US Welcomes India's Shanti Bill: 'Step Towards Stronger Energy Security Partnership'

The United States has welcomed India's Sustainable Harnessing and Advancement of Nuclear Energy for Transforming India (SHANTI) Bill, 2025, describing it as a vital step towards enhanced energy security partnership and peaceful civil nuclear cooperation.
The US Embassy in New Delhi emphasised readiness for joint innovation and research and development in the energy sector, signalling deeper bilateral ties nearly two decades after the landmark India-US civil nuclear deal.
The SHANTI Bill, introduced in the Lok Sabha on 15 December 2025, passed both houses of Parliament by 18 December and received Presidential assent shortly thereafter. It repeals the Atomic Energy Act of 1962 and the Civil Liability for Nuclear Damage (CLND) Act of 2010, consolidating India's nuclear legal framework into a single modern statute.
This overhaul aims to modernise regulation, enforcement, civil liability, and dispute resolution while supporting India's clean energy transition.
A core provision enables limited private participation in the nuclear sector for the first time since Independence, ending the monopoly of the Nuclear Power Corporation of India Limited (NPCIL) in operating plants.
Eligible entities now include government companies, private Indian firms, joint ventures between public and private players, and others expressly permitted by the central government. These may build, own, operate, or decommission nuclear power plants or reactors, subject to licensing and safety authorisation from the Atomic Energy Regulatory Board (AERB) for radiation-related activities.
The Bill retains state control over strategic domains such as nuclear fuel production, heavy water manufacturing, and radioactive waste management to safeguard national security and non-proliferation commitments.
It grants statutory recognition to the AERB, making it accountable to Parliament and empowering it to regulate nuclear and radiation safety through codes, standards, licensing, and enforcement. The AERB's structure includes a chairperson and members of eminence in nuclear energy, appointed via a search-cum-selection committee recommended by the Atomic Energy Commission.
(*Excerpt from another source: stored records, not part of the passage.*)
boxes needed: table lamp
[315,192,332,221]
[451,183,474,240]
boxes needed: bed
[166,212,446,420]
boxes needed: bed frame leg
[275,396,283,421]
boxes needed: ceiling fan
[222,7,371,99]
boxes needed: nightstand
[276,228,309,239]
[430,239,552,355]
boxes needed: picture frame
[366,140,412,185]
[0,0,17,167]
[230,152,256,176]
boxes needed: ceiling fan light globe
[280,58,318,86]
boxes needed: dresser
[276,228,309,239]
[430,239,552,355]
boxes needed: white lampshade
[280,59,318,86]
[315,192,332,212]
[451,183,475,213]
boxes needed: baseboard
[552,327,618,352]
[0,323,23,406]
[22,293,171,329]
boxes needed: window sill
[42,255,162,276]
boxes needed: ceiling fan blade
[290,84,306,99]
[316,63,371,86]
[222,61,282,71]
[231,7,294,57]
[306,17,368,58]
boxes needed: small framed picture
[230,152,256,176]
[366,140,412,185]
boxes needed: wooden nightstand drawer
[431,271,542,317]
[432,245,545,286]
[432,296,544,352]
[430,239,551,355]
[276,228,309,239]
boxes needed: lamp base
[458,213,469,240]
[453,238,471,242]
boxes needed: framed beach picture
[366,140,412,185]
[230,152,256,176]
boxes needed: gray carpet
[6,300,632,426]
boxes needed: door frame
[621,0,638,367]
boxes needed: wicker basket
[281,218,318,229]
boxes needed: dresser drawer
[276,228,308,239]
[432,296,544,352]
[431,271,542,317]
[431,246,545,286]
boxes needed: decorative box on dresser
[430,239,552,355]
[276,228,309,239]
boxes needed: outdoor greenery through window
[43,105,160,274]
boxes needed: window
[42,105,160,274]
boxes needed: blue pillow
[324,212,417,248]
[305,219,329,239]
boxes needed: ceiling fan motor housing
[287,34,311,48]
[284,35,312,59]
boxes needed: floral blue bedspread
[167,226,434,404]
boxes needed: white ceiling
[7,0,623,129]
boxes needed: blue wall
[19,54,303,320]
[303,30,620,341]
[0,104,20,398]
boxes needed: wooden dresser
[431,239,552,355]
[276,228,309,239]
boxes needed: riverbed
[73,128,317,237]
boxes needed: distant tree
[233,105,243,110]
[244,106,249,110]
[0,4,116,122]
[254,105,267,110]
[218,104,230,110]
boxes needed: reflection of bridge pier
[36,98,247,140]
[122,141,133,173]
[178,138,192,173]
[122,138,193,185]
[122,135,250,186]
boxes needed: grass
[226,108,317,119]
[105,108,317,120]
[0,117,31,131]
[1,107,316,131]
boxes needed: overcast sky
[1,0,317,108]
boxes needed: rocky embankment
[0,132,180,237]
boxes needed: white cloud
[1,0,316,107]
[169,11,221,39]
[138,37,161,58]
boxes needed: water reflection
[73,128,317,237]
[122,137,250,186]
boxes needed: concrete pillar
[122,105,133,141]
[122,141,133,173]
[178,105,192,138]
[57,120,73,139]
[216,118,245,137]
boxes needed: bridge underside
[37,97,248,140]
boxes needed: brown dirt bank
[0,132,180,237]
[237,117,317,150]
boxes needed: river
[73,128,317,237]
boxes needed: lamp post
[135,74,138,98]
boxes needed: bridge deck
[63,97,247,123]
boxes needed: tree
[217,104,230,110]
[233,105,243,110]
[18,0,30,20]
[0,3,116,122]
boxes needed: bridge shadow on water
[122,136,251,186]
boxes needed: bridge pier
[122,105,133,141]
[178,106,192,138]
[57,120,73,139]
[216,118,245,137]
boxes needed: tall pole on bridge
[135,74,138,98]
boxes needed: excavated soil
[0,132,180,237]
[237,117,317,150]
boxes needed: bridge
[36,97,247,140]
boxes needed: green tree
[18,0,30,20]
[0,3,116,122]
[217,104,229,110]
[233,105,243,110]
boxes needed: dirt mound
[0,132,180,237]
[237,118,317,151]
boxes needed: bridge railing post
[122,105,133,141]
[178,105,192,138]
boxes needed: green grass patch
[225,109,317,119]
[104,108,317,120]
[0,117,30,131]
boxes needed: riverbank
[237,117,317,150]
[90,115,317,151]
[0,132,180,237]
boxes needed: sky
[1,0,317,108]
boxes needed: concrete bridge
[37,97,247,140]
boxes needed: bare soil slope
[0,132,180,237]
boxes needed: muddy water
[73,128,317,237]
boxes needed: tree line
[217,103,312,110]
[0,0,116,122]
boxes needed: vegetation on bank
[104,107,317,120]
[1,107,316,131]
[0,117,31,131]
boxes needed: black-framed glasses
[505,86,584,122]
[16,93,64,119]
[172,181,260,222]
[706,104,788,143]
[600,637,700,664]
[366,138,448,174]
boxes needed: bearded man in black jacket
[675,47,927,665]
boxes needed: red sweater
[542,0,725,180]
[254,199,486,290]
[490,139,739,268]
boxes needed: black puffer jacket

Nuclear liability provisions mark a significant shift, introducing a tiered cap from ₹100 crore to ₹3,000 crore based on reactor thermal capacity rather than a flat ₹1,500 crore limit. Operator liability follows a no-fault principle, with insurance requirements and central government coverage for excess claims, but excludes cases like natural disasters.
Crucially, the Bill removes supplier liability and the operator's right of recourse for defective equipment, aligning India with international conventions to attract investment.
Territorial scope for claims expands to cover nuclear damage in foreign states from incidents in India, under specified conditions. The legislation establishes an Atomic Energy Redressal Advisory Council, chaired by the Atomic Energy Commission head, to hear appeals against AERB or government decisions, with further recourse to the Appellate Tribunal for Electricity. A dedicated atomic disputes tribunal enhances regulatory certainty for investors.
India's nuclear landscape currently features 8.18 GW capacity from over 20 reactors, all NPCIL-operated, with plans for more amid chronic project delays like Kudankulam Units 3-6. The Bill supports ambitious targets of 22 GW by 2032 and 100 GW by 2047, requiring ₹15 lakh crore investment beyond public sector means.
It facilitates advanced technologies such as Small Modular Reactors (SMRs), Bharat Small Reactors, molten salt reactors, and high-temperature gas-cooled reactors, bolstered by the Union Budget 2025-26's Nuclear Energy Mission aiming for five indigenous SMRs by 2033.
The US endorsement underscores potential for collaboration in SMRs and R&D, building on historical ties that ended India's nuclear isolation despite its non-NPT status. Reforms address financing gaps, uranium supply chains, and execution challenges, promoting private efficiency in engineering, procurement, and construction.
Yet, critics highlight risks: capped liability may erode the polluter pays principle, weaken accountability post-Bhopal, and override RTI transparency.
Strengthening measures include AERB autonomy, inflation-indexed liability reviews, mandatory safety disclosures, centre-state emergency protocols, and robust waste management norms. Private entry promises faster scaling for net-zero by 2070, grid stability, and low-carbon baseload power complementing renewables.
The SHANTI Bill positions nuclear energy as pivotal to India's energy security and geopolitical partnerships.